Fumiaki Yano, MD, Nobuo Omura, MD, Kazuto Tsuboi, MD, Masato Hoshino, MD, Yoshio Ishibashi, MD, Katsunori Nishikawa, MD, Yujiro Tanaka, MD, Hideyuki Kashiwagi, MD, Katsuhiko Yanaga, MD. Department of Surgery, Jikei University School of Medicine


Introduction: Laparoscopic fundoplication (LF) is an established surgical treatment for gastroesophageal reflux disease (GERD). However, since the number of surgeries in Japan is much lower than that in western countries, reports on the long-term outcome of surgical treatment are limited. In this study, long-term outcomes of LF for GERD at a single institution in Japan was evaluated.
Methods: Three-hundred and fifty patients underwent LF for GERD to date. Among them, 112 patients who have been followed-up for more than 10 years were studied. There were 64 men (57%) and 48 women (43%). Their mean age was 53.3 (range, 18-85) years. Their clinical data were collected in a prospectively fashion and retrospectively reviewed. Long-term outcome was assessed in terms of operative procedure, peri- and post-operative complications, and recurrence rate after surgery. Recurrence was defined as post-operative recurrence of erosive esophagitis and/or evident hiatal hernia.
Results: No operative mortality occurred. The mean follow-up period was 143.7 (range 120-198) months.

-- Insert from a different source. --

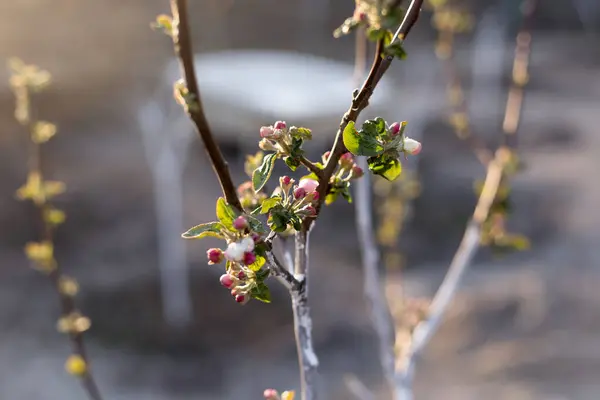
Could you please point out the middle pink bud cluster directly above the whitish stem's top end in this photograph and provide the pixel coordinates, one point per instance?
(300, 198)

Nissen procedure was performed for 62 patients (55%), Toupet procedure for 48 patients (43%), and the others 2 (2%) underwent Collis-Nissen procedure. A total of 20 peri-operative complications were observed in 20 patients (18%), consisting of bleeding mainly from the spleen (10%), and injuries of the vagus nurve (2%), stomach (2%), crus of the diaphragm (2%), esophagus (1%), or mediastinal pleura (1%), but no one required conversion to open surgery. Post-operatively, 11 patients (10%) complained of moderate to severe post-operative dysphagia and 2 patient (2%) required re-do surgery (Nissen to Toupet). Recurrence was diagnosed in 12 patients (11%), and 3 of them (3%) required re-do surgery. The other 9 patients (8%) were treatable with acid suppressive medications. The mean time to recurrence was 67.0±54.0 (range 10-158) months. Three patients each recurred by 2 years, 2 to 5 years, and 5 to 10 years, respectively, while 2 patients recurred more than 10 years after surgery. As patterns of recurrences, 7 patients had sliding hiatal hernia with erosive esophagitis, 3 patients had a disrupted fundoplication, and 2 patients had paraesophageal hiatal hernia.
Conclusion: Long-term non-recurrence rate of LF were 89%. LF is a safe and secure procedure for treatment of GERD.